Ülkemizde futbol sezonu sona erdi. Şampiyon olanlar, liglere veda edenler, Avrupa kupalarına katılanlar belli oldu. Bir futbol maratonu daha sona erdi. Şimdi sıra eksikleri olan takımların; yeni sezonda daha iyi yerde olmak için kadro güçlendirme çalışmalarına, daha net bir anlatımla transfer dönemi hazırlıklarına başladılar.

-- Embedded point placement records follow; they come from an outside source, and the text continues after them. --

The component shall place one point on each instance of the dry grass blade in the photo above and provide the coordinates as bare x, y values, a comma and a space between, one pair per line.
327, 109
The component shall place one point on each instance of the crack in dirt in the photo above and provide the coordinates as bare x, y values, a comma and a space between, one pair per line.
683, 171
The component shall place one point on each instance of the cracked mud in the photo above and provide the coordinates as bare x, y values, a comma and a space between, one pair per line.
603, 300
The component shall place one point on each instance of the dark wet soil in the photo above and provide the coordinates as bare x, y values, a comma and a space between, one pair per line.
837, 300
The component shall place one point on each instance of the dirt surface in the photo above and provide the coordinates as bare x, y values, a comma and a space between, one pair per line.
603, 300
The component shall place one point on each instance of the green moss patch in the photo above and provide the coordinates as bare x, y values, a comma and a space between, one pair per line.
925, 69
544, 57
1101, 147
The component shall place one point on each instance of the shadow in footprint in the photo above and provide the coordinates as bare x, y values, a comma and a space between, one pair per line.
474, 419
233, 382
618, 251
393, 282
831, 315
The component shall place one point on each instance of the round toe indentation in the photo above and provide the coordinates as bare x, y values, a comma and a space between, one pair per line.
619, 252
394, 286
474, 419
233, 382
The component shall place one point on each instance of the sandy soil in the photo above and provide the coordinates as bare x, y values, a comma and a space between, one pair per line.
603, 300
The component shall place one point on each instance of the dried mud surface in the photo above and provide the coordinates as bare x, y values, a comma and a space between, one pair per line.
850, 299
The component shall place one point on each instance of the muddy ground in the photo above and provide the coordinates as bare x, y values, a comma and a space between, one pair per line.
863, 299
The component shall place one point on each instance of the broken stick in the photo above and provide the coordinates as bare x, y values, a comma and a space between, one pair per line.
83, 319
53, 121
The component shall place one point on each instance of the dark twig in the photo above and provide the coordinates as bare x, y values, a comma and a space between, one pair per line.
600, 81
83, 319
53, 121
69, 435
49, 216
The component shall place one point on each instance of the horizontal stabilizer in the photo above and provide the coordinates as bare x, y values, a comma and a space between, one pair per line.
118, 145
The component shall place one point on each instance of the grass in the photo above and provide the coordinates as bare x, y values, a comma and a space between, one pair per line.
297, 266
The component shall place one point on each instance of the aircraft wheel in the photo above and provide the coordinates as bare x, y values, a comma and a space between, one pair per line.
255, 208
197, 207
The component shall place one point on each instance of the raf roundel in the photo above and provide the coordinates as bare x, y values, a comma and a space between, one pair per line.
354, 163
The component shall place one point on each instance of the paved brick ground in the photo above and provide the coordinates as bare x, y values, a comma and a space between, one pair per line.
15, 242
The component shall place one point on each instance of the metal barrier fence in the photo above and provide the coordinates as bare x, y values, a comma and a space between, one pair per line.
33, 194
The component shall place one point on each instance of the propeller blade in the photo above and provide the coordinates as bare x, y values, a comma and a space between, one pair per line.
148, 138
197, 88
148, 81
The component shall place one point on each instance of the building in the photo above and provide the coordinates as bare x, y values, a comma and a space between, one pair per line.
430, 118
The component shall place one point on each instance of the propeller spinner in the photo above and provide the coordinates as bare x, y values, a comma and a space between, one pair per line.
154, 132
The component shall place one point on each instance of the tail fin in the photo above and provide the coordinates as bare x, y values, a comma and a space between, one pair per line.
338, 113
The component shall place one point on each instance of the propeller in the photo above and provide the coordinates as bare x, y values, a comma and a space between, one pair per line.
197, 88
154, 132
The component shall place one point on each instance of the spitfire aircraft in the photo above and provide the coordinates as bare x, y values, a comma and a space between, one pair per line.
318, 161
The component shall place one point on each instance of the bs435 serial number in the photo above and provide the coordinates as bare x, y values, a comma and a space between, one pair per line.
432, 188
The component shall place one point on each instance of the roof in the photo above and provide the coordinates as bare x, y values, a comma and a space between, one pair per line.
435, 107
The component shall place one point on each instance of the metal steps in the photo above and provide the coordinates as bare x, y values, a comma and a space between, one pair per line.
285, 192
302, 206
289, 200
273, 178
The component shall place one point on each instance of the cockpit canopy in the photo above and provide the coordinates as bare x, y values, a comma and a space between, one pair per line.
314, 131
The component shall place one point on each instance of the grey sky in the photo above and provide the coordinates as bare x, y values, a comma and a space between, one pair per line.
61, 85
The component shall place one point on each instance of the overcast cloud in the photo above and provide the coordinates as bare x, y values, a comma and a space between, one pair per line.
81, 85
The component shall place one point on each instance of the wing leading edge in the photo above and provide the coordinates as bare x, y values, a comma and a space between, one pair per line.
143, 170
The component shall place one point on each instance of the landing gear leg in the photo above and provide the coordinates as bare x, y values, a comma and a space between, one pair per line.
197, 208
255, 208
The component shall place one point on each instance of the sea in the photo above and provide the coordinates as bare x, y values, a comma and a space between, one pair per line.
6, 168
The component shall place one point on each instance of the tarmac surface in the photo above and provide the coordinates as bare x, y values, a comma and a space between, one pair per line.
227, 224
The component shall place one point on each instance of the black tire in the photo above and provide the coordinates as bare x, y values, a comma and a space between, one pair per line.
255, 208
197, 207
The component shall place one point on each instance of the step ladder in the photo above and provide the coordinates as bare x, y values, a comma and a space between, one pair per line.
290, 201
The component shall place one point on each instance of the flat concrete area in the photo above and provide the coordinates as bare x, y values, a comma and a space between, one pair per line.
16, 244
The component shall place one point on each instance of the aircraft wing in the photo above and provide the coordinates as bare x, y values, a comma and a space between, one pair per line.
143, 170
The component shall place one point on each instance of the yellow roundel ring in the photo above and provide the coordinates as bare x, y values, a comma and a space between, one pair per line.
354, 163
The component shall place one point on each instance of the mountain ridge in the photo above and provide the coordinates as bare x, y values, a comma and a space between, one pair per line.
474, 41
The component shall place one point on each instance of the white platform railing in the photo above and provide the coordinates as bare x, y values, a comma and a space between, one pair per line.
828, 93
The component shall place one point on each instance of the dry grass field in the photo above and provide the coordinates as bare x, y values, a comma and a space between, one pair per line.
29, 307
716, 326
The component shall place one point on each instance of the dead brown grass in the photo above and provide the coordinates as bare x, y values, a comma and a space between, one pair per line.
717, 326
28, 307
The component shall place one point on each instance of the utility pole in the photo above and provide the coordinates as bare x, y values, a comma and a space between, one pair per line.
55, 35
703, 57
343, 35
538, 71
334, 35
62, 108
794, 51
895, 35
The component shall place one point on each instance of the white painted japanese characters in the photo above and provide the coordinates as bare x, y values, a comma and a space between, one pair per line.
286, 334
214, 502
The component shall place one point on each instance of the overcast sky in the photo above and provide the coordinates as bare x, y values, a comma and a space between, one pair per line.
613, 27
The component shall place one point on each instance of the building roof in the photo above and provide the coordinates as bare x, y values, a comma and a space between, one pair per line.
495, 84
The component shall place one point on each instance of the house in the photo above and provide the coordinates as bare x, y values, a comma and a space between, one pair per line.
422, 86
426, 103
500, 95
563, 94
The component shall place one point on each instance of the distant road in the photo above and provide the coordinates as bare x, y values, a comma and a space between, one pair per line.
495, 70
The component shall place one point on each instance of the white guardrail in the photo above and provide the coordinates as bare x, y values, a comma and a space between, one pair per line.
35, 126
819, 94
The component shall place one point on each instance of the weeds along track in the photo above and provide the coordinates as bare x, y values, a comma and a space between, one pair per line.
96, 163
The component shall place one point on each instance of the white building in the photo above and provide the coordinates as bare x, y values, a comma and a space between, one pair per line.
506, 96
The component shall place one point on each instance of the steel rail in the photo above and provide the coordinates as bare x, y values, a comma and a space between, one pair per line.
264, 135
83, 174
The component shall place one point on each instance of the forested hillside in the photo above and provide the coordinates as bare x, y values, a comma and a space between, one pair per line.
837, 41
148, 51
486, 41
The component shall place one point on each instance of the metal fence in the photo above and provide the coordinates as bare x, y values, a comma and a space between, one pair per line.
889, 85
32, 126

Transfer dönemi geldi çattı ama, bu arada bunun çok da kolay olmayacağını söyleyelim. Bir kaç yıldır Avrupa futbolunun üzerinde olduğu gibi, bizde de kabus haline gelen UEFA Finansal Fair Play kısıtlaması, takımlarımız için bu dönem oldukça zor geçecek gibi.
Özellikle namıdiğer dört büyükler olarak tanınan takımlarımız bu transfer döneminde oldukça zorlanacaklar.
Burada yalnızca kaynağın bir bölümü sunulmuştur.